The event will feature Bennett, a renowned author, artist and professor of literature and Distinguished Chair of the Humanities at MIT, along with Aggie Poet Laureate Essence Connor-Barringer. It is free and open to the public, but registration is required.
Bennett has written five acclaimed books of poetry, criticism and narrative nonfiction, most recently Spoken Word: A Cultural History (Knopf, 2023). The Study of Human Life (Penguin, 2022) won the Paterson Poetry Prize, was longlisted for the Griffin International Poetry Prize and the Massachusetts Book Award, and is being adapted for television in collaboration with Warner Brothers Studios. Owed (Penguin, 2020) was a finalist for the New England Book Award, Being Property Once Myself (Harvard University Press, 2020) won the MLA’s William Sanders Scarborough Prize, and The Sobbing School (Penguin, 2016) won the National Poetry Series and was a finalist for an NAACP Image Award.
Bennett earned his Ph.D. in English from Princeton University, and an M.A. in theatre and performance studies from the University of Warwick, where he was a Marshall Scholar. He has recited his original works at the Sundance Film Festival, the NAACP Image Awards and former President Barack Obama’s Evening of Poetry and Music at the White House. He has also performed and taught creative writing workshops at hundreds of middle schools, high schools, colleges and universities across the United States, as well as in the U.K. and South Africa.
For his creative writing and scholarship, Bennett has received fellowships and awards from the Guggenheim Foundation, Whiting Foundation, National Endowment for the Arts and Society of Fellows at Harvard University. His writing has been published in The Atlantic, The Best American Poetry, The New Yorker, The New York Times, The Paris Review, and elsewhere. Alongside his friend and colleague, Jesse McCarthy, he is the founding editor of Minor Notes, a Penguin Classics book series dedicated to minor poets within the Black expressive tradition.

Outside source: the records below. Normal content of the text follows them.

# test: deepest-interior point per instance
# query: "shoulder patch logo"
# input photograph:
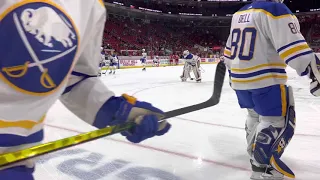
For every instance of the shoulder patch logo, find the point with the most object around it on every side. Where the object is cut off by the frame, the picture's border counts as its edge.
(45, 42)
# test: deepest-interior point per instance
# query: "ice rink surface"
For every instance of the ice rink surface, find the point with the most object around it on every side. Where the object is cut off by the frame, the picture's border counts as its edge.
(205, 145)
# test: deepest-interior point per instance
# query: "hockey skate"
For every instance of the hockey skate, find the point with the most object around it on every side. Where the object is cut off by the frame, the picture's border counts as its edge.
(265, 173)
(183, 79)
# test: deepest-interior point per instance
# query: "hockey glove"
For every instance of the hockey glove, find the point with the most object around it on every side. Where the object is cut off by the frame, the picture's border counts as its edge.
(314, 84)
(118, 110)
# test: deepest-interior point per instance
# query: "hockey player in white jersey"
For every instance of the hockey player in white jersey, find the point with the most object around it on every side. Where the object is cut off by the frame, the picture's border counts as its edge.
(113, 63)
(192, 63)
(144, 59)
(32, 80)
(264, 38)
(102, 63)
(156, 61)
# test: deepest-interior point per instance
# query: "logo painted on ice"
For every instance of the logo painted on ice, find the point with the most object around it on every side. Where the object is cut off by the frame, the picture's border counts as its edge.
(45, 44)
(92, 166)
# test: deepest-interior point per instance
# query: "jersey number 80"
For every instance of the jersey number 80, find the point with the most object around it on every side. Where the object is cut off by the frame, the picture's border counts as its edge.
(248, 38)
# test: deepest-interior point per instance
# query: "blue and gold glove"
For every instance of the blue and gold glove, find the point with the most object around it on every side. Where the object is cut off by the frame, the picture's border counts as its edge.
(118, 110)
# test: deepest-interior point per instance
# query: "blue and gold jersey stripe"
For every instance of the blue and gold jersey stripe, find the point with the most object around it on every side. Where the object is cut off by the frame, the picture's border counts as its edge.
(271, 9)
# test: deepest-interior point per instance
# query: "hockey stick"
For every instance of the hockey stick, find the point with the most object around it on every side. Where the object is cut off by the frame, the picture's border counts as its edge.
(202, 70)
(14, 157)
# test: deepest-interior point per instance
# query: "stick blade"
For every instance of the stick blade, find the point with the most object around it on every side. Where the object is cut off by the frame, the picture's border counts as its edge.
(212, 101)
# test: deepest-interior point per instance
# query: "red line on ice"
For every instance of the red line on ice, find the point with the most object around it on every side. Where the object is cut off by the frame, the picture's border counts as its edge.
(161, 150)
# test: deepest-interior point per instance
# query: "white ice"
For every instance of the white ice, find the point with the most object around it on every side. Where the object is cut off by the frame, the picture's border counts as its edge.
(204, 145)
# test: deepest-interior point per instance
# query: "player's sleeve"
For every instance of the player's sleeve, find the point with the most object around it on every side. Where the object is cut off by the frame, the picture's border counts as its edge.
(283, 29)
(86, 93)
(227, 52)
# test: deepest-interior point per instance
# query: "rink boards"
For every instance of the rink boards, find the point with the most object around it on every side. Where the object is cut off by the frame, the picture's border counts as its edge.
(134, 62)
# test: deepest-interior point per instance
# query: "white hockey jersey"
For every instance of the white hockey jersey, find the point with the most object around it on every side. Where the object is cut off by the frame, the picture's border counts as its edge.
(264, 38)
(54, 49)
(192, 59)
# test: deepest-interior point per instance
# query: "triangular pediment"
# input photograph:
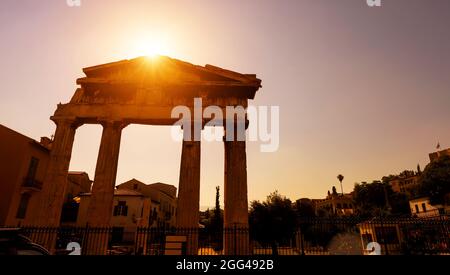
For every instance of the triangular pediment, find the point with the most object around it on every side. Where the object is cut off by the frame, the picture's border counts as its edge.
(164, 70)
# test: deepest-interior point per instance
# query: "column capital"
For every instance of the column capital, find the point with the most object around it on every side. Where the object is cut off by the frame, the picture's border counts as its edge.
(68, 121)
(109, 123)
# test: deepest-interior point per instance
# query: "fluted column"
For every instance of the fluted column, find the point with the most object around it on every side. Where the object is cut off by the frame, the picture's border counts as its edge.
(189, 191)
(101, 200)
(54, 186)
(236, 241)
(102, 194)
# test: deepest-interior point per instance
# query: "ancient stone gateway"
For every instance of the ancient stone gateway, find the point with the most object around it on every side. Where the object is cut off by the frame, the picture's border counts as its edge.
(144, 91)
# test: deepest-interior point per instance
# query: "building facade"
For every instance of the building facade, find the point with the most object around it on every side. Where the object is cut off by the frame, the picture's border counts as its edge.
(23, 167)
(23, 164)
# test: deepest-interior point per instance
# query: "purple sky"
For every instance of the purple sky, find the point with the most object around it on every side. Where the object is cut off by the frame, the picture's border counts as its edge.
(362, 91)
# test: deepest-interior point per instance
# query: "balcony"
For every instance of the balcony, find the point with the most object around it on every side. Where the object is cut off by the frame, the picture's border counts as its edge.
(32, 184)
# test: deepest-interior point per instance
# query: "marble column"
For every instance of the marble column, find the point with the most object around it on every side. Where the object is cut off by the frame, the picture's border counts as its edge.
(102, 194)
(55, 183)
(236, 241)
(189, 192)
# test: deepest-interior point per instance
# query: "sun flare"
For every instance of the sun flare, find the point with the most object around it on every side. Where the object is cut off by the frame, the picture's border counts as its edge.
(150, 47)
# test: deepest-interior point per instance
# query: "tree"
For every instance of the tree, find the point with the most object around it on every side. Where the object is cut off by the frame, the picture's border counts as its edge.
(273, 221)
(435, 180)
(304, 208)
(376, 198)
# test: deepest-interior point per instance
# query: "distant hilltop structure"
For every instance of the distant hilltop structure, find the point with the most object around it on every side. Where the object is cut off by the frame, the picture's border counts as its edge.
(435, 155)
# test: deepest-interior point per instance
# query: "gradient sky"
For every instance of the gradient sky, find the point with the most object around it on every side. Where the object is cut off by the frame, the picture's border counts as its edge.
(362, 91)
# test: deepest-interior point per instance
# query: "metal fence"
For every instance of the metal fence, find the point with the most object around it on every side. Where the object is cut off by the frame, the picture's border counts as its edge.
(311, 236)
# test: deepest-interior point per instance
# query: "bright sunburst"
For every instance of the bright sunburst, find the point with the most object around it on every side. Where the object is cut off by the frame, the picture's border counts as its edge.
(150, 46)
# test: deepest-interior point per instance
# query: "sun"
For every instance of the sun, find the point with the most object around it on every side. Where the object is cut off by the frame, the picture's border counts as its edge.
(150, 47)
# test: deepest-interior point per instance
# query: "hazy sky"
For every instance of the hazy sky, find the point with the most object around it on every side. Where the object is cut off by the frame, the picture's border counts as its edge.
(362, 91)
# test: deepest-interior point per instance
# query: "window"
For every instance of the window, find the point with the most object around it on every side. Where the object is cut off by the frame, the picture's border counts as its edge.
(32, 168)
(23, 205)
(121, 209)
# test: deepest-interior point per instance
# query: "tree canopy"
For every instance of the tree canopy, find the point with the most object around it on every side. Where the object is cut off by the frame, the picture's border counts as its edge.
(272, 221)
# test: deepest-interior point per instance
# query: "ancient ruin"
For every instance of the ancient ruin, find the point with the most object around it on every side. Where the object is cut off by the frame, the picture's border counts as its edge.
(144, 91)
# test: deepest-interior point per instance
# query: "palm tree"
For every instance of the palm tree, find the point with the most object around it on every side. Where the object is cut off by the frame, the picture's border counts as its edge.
(341, 178)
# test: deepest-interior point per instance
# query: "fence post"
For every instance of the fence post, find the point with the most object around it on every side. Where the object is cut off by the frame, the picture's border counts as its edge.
(386, 249)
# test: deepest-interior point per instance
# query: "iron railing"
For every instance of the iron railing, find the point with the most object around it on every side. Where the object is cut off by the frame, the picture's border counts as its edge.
(311, 236)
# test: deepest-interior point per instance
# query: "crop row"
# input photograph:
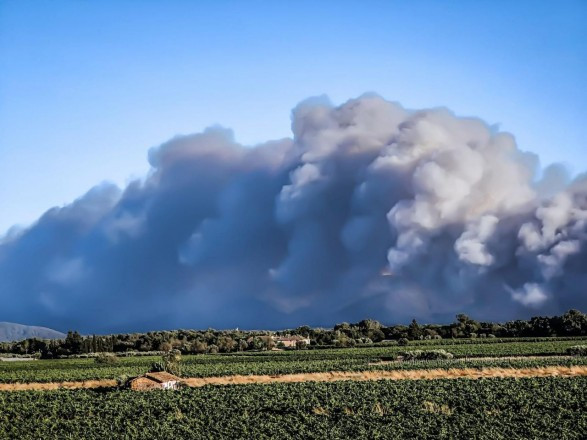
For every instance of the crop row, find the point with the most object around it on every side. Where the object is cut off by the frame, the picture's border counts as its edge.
(484, 409)
(195, 366)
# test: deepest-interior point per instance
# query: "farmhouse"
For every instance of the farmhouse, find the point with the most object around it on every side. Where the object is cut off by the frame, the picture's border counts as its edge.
(160, 380)
(291, 341)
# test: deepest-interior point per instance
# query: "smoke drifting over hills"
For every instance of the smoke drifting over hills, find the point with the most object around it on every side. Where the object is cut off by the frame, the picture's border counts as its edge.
(370, 210)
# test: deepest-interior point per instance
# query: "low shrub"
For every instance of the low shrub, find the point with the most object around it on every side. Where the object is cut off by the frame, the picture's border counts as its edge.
(577, 350)
(106, 358)
(403, 342)
(425, 355)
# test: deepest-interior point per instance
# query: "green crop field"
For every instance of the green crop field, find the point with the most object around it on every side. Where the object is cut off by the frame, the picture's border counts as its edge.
(349, 359)
(303, 361)
(538, 408)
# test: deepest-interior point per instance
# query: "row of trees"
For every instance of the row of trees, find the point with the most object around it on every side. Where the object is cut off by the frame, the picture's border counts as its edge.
(572, 323)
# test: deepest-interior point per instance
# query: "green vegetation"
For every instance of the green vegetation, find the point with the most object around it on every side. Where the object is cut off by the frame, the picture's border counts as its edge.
(425, 355)
(483, 409)
(577, 350)
(364, 333)
(301, 361)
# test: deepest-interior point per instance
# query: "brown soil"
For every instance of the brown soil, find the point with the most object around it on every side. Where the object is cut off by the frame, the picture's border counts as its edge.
(38, 386)
(454, 373)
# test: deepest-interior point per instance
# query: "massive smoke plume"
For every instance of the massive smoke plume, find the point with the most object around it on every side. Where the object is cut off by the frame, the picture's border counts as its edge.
(370, 210)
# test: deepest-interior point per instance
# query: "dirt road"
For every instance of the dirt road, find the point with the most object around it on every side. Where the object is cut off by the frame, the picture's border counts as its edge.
(455, 373)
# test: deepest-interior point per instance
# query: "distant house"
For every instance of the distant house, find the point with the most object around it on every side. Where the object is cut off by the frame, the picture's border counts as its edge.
(290, 341)
(160, 380)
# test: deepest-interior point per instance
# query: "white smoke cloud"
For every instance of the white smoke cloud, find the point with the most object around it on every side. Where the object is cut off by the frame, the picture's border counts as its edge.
(370, 210)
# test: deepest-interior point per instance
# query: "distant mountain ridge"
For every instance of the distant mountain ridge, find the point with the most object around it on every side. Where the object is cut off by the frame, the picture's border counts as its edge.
(10, 331)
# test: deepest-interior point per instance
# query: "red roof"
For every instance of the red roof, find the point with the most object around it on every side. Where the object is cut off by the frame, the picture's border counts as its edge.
(162, 376)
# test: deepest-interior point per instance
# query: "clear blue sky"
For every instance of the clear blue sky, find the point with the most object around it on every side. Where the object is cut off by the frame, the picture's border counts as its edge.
(86, 87)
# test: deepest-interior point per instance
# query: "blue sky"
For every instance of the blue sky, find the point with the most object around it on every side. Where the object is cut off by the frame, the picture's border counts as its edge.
(87, 87)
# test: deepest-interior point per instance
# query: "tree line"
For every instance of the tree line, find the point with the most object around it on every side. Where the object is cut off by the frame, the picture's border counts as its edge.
(365, 332)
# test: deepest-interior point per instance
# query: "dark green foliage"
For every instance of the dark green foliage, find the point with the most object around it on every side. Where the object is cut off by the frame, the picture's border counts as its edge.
(577, 350)
(106, 358)
(540, 408)
(368, 331)
(425, 355)
(301, 361)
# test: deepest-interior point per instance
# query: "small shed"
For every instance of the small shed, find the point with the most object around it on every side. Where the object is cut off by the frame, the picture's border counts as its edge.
(160, 380)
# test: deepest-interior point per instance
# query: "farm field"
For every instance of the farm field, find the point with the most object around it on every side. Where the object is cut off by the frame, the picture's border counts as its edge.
(485, 408)
(517, 354)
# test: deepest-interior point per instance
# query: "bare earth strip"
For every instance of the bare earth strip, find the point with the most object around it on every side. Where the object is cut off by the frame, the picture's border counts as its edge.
(454, 373)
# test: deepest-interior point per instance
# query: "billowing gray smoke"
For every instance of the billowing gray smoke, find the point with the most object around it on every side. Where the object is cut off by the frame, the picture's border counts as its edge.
(370, 211)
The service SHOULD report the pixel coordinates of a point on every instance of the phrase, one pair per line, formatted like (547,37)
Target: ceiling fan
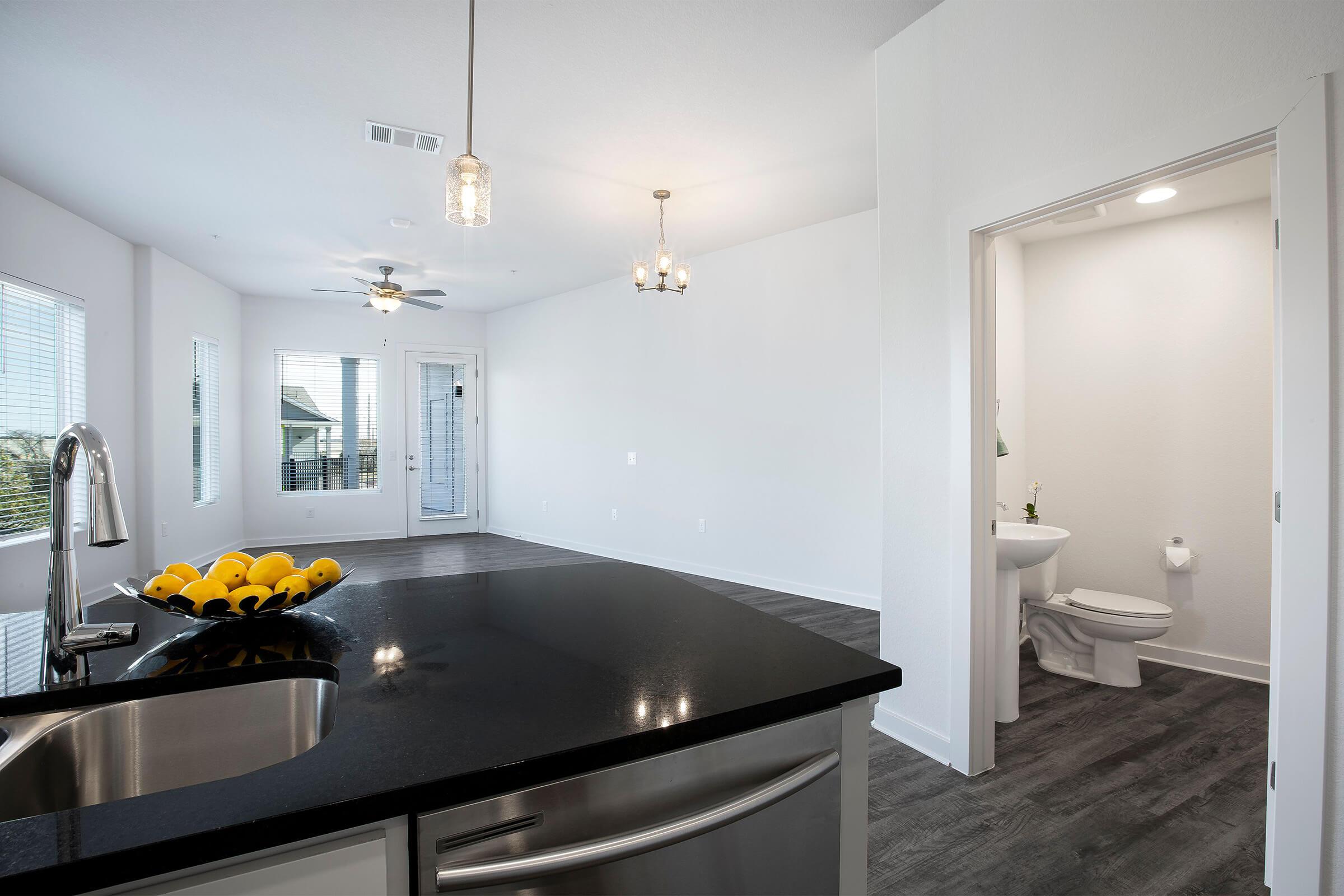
(388,296)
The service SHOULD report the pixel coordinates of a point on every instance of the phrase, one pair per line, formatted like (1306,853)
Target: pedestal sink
(1018,546)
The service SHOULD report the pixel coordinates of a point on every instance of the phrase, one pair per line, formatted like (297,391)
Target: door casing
(1294,124)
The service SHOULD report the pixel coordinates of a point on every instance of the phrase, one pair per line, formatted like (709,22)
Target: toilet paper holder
(1173,542)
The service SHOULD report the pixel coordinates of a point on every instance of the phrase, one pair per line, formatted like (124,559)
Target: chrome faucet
(66,637)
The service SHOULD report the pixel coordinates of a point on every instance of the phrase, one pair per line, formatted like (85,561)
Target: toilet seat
(1061,604)
(1120,605)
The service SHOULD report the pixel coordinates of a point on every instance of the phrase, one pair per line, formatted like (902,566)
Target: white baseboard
(834,595)
(912,734)
(274,540)
(1230,667)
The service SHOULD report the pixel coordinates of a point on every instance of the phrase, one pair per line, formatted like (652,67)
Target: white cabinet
(357,863)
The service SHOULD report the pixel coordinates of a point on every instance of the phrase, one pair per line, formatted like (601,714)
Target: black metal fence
(326,473)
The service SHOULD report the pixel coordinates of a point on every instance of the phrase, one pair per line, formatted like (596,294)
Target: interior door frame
(1294,124)
(402,351)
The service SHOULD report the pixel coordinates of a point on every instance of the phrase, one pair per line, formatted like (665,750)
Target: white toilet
(1089,634)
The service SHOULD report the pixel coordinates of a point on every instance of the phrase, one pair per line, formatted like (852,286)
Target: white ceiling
(1228,184)
(167,123)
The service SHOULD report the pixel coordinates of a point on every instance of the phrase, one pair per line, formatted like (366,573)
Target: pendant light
(468,195)
(663,261)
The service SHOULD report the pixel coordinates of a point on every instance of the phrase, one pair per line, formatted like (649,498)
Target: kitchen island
(452,691)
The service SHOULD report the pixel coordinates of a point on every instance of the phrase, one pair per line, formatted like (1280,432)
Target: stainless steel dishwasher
(756,813)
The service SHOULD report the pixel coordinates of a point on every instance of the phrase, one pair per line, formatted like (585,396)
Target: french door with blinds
(441,464)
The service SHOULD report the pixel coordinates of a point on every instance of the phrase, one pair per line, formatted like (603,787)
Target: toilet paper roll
(1178,559)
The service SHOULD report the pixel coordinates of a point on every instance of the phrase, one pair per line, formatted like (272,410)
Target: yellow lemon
(232,573)
(203,591)
(246,559)
(296,586)
(239,595)
(163,586)
(269,570)
(321,571)
(183,571)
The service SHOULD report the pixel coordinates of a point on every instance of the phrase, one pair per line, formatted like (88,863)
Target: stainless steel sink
(91,755)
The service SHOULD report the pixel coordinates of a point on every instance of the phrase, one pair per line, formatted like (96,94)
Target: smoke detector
(377,132)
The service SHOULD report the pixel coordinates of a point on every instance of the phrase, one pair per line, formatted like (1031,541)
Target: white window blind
(42,391)
(442,418)
(205,421)
(327,422)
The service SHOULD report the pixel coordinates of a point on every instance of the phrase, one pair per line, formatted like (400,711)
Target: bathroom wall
(1011,376)
(1148,379)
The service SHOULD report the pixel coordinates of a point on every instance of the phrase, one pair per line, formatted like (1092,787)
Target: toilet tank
(1038,582)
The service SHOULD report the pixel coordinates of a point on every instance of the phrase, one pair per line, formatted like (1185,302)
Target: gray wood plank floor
(1097,790)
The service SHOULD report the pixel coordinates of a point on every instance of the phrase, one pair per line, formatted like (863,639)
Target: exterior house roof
(297,406)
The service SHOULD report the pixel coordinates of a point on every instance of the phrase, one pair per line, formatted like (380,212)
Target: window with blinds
(442,418)
(327,422)
(205,421)
(42,391)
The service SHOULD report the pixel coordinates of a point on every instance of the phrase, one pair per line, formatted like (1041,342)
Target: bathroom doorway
(1292,125)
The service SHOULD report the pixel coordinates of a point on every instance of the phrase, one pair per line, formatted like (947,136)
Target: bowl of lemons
(237,586)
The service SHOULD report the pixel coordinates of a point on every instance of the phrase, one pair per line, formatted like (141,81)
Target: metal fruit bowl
(221,608)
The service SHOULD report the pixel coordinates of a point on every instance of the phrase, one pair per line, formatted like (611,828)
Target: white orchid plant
(1034,487)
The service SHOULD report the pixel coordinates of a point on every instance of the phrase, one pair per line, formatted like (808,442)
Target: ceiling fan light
(468,198)
(385,302)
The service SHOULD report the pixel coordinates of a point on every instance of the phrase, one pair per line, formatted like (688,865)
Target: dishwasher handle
(599,852)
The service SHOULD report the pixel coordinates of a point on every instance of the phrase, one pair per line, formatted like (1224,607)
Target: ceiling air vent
(377,132)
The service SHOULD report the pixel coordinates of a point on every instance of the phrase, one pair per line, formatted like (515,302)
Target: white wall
(172,304)
(752,403)
(335,327)
(1011,376)
(976,99)
(45,244)
(1150,413)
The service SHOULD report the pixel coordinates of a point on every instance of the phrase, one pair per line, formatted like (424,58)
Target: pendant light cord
(471,66)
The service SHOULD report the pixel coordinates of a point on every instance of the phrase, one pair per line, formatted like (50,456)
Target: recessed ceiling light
(1155,195)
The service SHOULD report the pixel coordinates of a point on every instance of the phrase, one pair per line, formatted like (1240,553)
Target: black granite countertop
(506,680)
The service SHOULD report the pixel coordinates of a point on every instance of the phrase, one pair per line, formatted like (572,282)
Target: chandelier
(662,261)
(468,195)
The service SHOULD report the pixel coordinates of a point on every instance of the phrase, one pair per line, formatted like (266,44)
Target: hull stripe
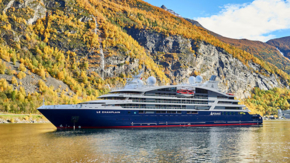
(160,126)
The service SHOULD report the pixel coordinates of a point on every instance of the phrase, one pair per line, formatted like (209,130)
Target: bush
(22,67)
(21,75)
(2,67)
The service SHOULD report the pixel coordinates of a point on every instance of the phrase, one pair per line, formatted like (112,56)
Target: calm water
(42,143)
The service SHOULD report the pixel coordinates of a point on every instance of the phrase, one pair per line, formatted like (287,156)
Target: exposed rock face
(171,11)
(282,44)
(180,60)
(233,75)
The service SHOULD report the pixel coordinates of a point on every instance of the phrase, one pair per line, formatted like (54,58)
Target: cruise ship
(140,105)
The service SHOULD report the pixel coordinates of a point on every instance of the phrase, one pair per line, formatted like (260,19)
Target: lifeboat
(184,93)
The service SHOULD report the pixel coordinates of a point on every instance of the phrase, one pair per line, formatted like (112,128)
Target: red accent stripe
(159,126)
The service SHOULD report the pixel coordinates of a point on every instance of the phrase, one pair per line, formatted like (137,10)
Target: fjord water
(43,143)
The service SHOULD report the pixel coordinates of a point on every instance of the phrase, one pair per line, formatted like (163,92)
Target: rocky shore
(17,120)
(22,118)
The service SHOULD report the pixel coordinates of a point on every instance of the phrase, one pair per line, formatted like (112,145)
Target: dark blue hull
(82,118)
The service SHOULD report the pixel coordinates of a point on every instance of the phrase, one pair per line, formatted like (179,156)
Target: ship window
(198,90)
(160,112)
(232,108)
(149,112)
(192,112)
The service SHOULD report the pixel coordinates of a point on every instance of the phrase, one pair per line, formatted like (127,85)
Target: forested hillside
(66,51)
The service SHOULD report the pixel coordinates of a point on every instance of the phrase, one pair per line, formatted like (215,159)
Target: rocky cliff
(282,44)
(181,57)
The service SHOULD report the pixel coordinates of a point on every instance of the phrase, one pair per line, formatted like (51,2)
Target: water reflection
(41,142)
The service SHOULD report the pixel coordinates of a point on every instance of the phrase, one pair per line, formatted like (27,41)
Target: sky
(240,19)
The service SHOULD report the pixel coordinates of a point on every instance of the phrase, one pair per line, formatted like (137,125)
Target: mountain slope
(92,46)
(283,44)
(261,50)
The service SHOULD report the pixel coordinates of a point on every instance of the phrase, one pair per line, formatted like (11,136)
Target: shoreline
(22,118)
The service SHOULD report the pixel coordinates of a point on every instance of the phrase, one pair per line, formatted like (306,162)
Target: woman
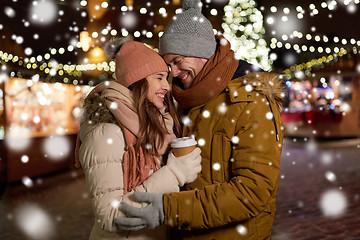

Connor-Barringer, who holds a B.A. in English with a concentration in creative writing from N.C. A&T, is an M.A. student in English and African American literature from Charlotte, North Carolina. She serves as a writing consultant in the University Writing Center and has published two books of poetry, Maple Sunrise and An Ochre Road.
This is event is made possible through a collaboration between Bluford Library and Greensboro Bound, with generous support from the A&T Office of Diversity, Equity, Inclusion and Belonging.